FYI - the top 26 leading universities, as scored by the JBHE are listed below.

1 – Duke University (NC)
2 – Emory University (GA)
3 – Princeton University (NJ)
4 – Washington University (MO)
5 – Vanderbilt University (TN)
6 – University of North Carolina
7 - Georgetown University (DC)
8 – Harvard University (MA)
9 – University of Virginia
10 – Brown University (RI)
11 – Columbia University (NT)
12 – Stanford University (CA)
13 – Yale University (CT)
14 – Rice University (TX)
15 – Cornell University (NY)
16 – MIT (MA)
17 – University of Pennsylvania
18 – Dartmouth College (NH)
19 – University of Michigan
20 – University of California Berkley
21 – Northwestern (IL)
22 – Notre Dame (IN)
23 – Carnegie Mellon University (PA)
24 - Johns Hopkins (MD)
25 – Cal Tech (CA)
26 – University of Chicago (IL)

The overall diversity score ranged from 90.36 (Duke) to 67.27 (U of Chicago). University of Michigan tied with UC Berkley at 71.85.

The top 7 schools in percentage of black students were:

1 – Emory 10.4%
2 – UNC-CH 9.7%
3 – Georgetown 9.2%
4 – UVA 8.8%
5 – University of Michigan 8.1%
6 – Johns Hopkins 7.6%
7 – Duke 7.5%

And finally, here’s an interesting quote from a Duke law student’s blog intimating that Duke does NOT use AA as a consideration for admission - not a surprise since it's a private university.  My premise is, black students at Duke have nothing to prove – they had the creds and they were admitted BECAUSE THEY WERE QUALIFIED and every other student there KNOWS IT!

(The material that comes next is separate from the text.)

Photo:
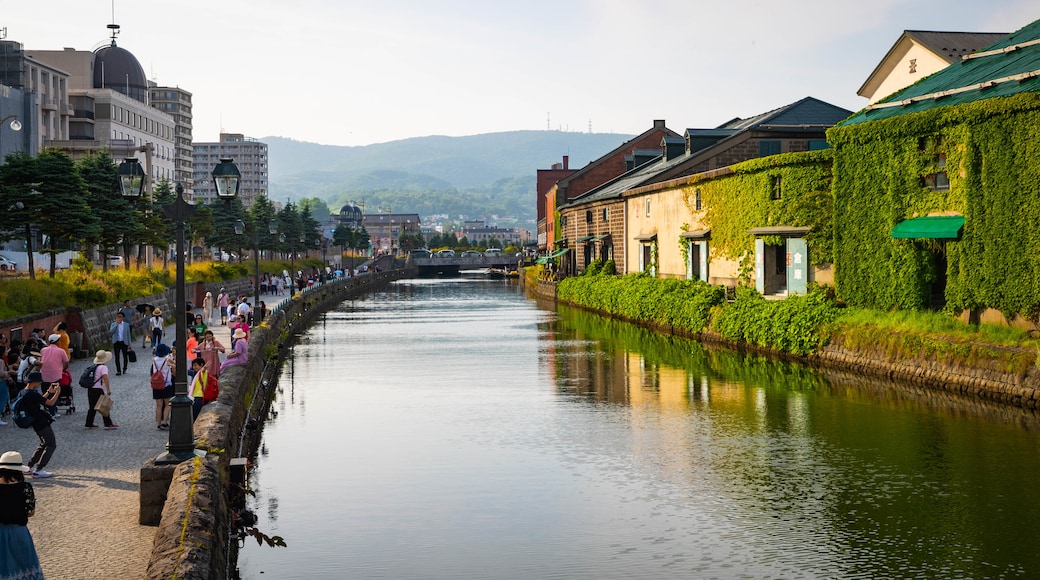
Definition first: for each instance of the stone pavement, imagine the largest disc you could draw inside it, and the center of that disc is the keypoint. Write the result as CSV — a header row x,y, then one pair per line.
x,y
86,516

[Posted in 2004]….Duke must use under-represented racial and ethnic minority identifications as a factor, and I would also add religion to this area. Some will argue that unqualified students are taking the places of more qualified applicants, yet, bottom line, the person who did not get in just could not cut it. Duke can and should be selective. We are unique, and that is the importance of being Duke. [3] [A liberal LAW student, no doubt.]